それに対して杉江くんは担任である同教諭に、「僕は切りません。伸ばします」と申し出た。杉江くんは職員室に呼ばれ、自分の意思かどうかを聞かれた。自分の意思と答えたが担任とは堂々巡りが続く。11月30日、杉江くんは自分の意思を綴った作文を学校に提出する。12月7日に校長、担任、両親の三者が話し合った結果、学校は、「静観するも指導は継続する」と決定した。
朝日新聞の ≪論壇≫ には、教諭とのやり取りや提出した作文が骨子で、①中学入学時から丸刈りは嫌だった。②憲法を勉強し、丸刈りは人権侵害と確信した。③制服は着脱可能だが丸刈りは制服とは別。④担任は「地域の特性」と言うが、憲法で保障された人権に地域差はない。などと主張する。杉江くんには同学年から、「すごいね」などの称賛や激励が寄せられた。
特に女子生徒が多かったといい、家には保護者からの激励の電話も舞い込んだ。「一人の長髪登校の真意がハッキリし、特別扱いでないのが分かった」。「今の子どもたちがこれほどハッキリ物をいうことに感動し、思わず座り込んでしまった」などの激励もあった。杉江くんはバスケ部のキャプテンでもあり、「物事を深く考え、真剣に捉える生徒」と、評価を与える教諭もいる。
校長は己の体面が気になるのか、こんな言葉を吐く。「あと60余日ですよ。たった60余日。卒業すればすべては片付く」。ようするに、杉江くんだけの問題という考えでしかない。杉江くんも自身だけの問題なら、この時期にあえて内申書が傷つくようなことをするはずがない。彼は、「内申書問題に余計な気を使いたくない。自分は東京の私立高に行く」と腹を決めていた。

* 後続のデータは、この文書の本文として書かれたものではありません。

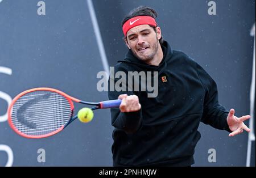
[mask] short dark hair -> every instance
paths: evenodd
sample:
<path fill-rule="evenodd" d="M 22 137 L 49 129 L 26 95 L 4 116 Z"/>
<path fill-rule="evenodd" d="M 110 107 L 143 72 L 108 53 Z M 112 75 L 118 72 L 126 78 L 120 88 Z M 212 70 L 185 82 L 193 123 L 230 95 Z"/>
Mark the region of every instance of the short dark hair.
<path fill-rule="evenodd" d="M 137 16 L 150 16 L 155 19 L 155 18 L 156 18 L 156 17 L 158 16 L 158 13 L 155 10 L 149 7 L 146 6 L 138 7 L 137 8 L 132 10 L 131 11 L 130 11 L 130 12 L 128 14 L 127 14 L 125 16 L 123 20 L 122 21 L 122 27 L 123 26 L 123 24 L 127 20 Z M 151 26 L 150 26 L 152 28 L 153 28 L 155 32 L 156 32 L 156 27 Z M 124 37 L 124 40 L 126 40 L 126 37 Z M 161 36 L 161 38 L 159 39 L 159 43 L 161 45 L 163 44 L 163 36 Z"/>

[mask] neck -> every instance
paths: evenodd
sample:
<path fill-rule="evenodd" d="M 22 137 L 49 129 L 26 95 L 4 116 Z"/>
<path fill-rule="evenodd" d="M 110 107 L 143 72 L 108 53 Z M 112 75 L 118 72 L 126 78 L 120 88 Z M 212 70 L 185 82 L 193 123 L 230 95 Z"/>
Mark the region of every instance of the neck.
<path fill-rule="evenodd" d="M 161 63 L 163 58 L 163 50 L 162 49 L 161 45 L 159 44 L 159 48 L 158 48 L 156 55 L 154 57 L 154 58 L 148 61 L 146 61 L 146 63 L 151 65 L 158 66 L 159 63 Z"/>

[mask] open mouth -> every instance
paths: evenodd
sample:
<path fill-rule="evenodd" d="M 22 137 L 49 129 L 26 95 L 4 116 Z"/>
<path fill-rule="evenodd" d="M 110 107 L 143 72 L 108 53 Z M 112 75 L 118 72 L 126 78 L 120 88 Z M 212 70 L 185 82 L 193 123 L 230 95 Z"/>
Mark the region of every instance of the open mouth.
<path fill-rule="evenodd" d="M 139 48 L 139 49 L 138 50 L 139 51 L 142 51 L 148 48 L 148 47 L 144 47 L 144 48 Z"/>

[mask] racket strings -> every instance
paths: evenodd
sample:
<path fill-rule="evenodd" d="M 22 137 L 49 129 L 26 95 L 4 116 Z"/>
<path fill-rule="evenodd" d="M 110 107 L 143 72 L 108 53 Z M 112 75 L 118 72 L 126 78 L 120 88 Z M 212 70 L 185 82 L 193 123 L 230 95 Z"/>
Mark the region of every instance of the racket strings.
<path fill-rule="evenodd" d="M 14 103 L 11 121 L 19 132 L 31 135 L 52 133 L 64 125 L 72 116 L 69 101 L 63 95 L 36 91 L 23 95 Z"/>

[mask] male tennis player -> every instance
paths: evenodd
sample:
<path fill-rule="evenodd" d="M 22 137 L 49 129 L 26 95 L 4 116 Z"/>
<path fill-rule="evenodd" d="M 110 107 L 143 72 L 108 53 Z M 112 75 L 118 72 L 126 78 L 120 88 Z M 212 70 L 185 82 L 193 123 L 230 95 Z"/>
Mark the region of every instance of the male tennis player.
<path fill-rule="evenodd" d="M 216 83 L 189 56 L 171 49 L 156 16 L 154 10 L 139 7 L 122 22 L 129 51 L 115 73 L 158 71 L 158 95 L 109 92 L 109 99 L 122 99 L 119 108 L 111 109 L 114 166 L 191 166 L 200 121 L 229 136 L 250 132 L 243 122 L 250 116 L 237 117 L 218 104 Z"/>

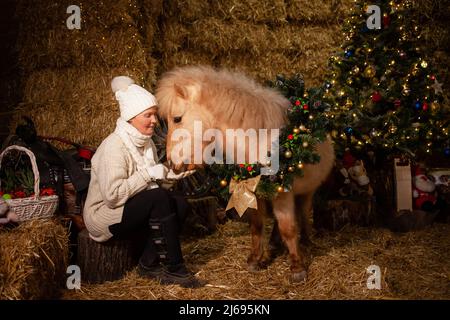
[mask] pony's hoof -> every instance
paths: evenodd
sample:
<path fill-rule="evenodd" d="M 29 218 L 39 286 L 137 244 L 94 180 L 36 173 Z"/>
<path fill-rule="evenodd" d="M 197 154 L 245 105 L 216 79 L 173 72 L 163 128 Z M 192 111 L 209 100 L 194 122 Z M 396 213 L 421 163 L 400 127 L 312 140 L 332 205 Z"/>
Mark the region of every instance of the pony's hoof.
<path fill-rule="evenodd" d="M 291 273 L 291 282 L 298 283 L 306 280 L 307 273 L 305 270 Z"/>

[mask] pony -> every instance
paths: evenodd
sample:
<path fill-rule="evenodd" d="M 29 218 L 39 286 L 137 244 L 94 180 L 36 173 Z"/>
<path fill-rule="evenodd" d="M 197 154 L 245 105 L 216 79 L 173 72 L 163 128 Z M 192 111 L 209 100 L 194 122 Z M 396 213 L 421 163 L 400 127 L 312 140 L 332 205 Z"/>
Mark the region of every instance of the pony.
<path fill-rule="evenodd" d="M 279 129 L 287 123 L 286 111 L 290 106 L 289 100 L 275 89 L 263 87 L 242 73 L 209 66 L 185 66 L 166 72 L 157 84 L 156 98 L 159 114 L 168 123 L 166 151 L 169 162 L 175 147 L 170 137 L 176 129 L 193 133 L 194 121 L 201 121 L 203 130 L 215 128 L 224 136 L 226 129 Z M 177 143 L 186 142 L 192 143 L 183 140 Z M 247 263 L 251 271 L 265 267 L 272 258 L 272 251 L 265 250 L 263 245 L 264 216 L 270 210 L 276 221 L 272 236 L 278 230 L 278 236 L 289 252 L 290 280 L 298 282 L 306 278 L 299 234 L 302 240 L 309 241 L 313 196 L 334 164 L 330 137 L 317 144 L 316 148 L 320 162 L 305 164 L 304 176 L 294 179 L 291 191 L 278 193 L 271 203 L 257 199 L 257 209 L 247 209 L 251 230 Z M 171 166 L 174 170 L 183 171 L 204 165 L 194 164 L 193 156 L 187 160 Z"/>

なるほど…。学校の規則や規範に盾突く生徒が内申書に響かぬわけがない。自己主張の裏には学校への依存も期待もない。子どもたちのホンネは髪を伸ばしたいし、思春期の女子とて男子の丸刈りは嫌なはず。が、校則と内申書のためにか、口を閉ざして従っている生徒をいいことに、教師や学校は生徒を管理し易いとの理由で丸刈り強制の校則を課している。
子どもの反乱とはいえ、それが正当なものであり、周囲からの支持もあれば、何かを変えることはできる。多勢に無勢と諦めることなく信念を貫くような子どもを育む学校こそが国家のためである。「地域の特性」など誤魔化す担任に、「憲法は特性を謳ってはいないのでは?」と言われれば閉口するしかない。誰かが立ち上がるから物事が変わるが、その誰かに誰がなる。
一方、公立中学校すべての男子生徒に丸刈りを義務づけていた神戸市にあって、唯一、長髪を ≪黙認≫ していた東灘区六甲アイランドの私立向洋中学校は、1989年度入学の生徒から正式に長髪を認める方針を打ち出した。決定の大きな理由は、向洋中が88年4月に新設された学校であり、生徒のほとんどが丸刈り規則の無い阪神間や他府県からの転入生であったこと。
丸刈り強制などと古い話だが、これも「温故知新」である。今にして当たり前の事が、10年、20年前になぜ当たり前でなかったか?これらを紐解くと見えるものもある。向洋中の当時の校長は、「生徒が生活や態度に責任を持てるのなら、頭髪は自由であっていいはずで、なぜそれが強制され、また規制が外れると注目され、意識されるのでしょうか」と話していた。
規制から規制解除に至る過程に ≪黙認≫ という曖昧な期間がいかにも日本的である。白か黒かをハッキリつけないで決着するのを「玉虫色決着」という日本語があるが、外国語に訳すのは難しかろう。外国人に日本語を教える際に、「実はこのyesは本当はyesではなく、noの意味合いの強いyesだ」と言えば、「だったら、noでいいんじゃないか、noといえば…」となる。
日本人が曖昧なのは言語によるところが大きい。英語は最初に、「no!」、または「yes!」と否定や肯定の意思を表示し、そのあとでキチンと理由を述べる言語体系だが、日本語と言えば、最後まで聞いてみても、正しい意思表示をしない言い方をせず、語尾を曖昧にする事が多い。これは内向的な民族だからであり、その内向性も実は言語による部分が大きいのだろう。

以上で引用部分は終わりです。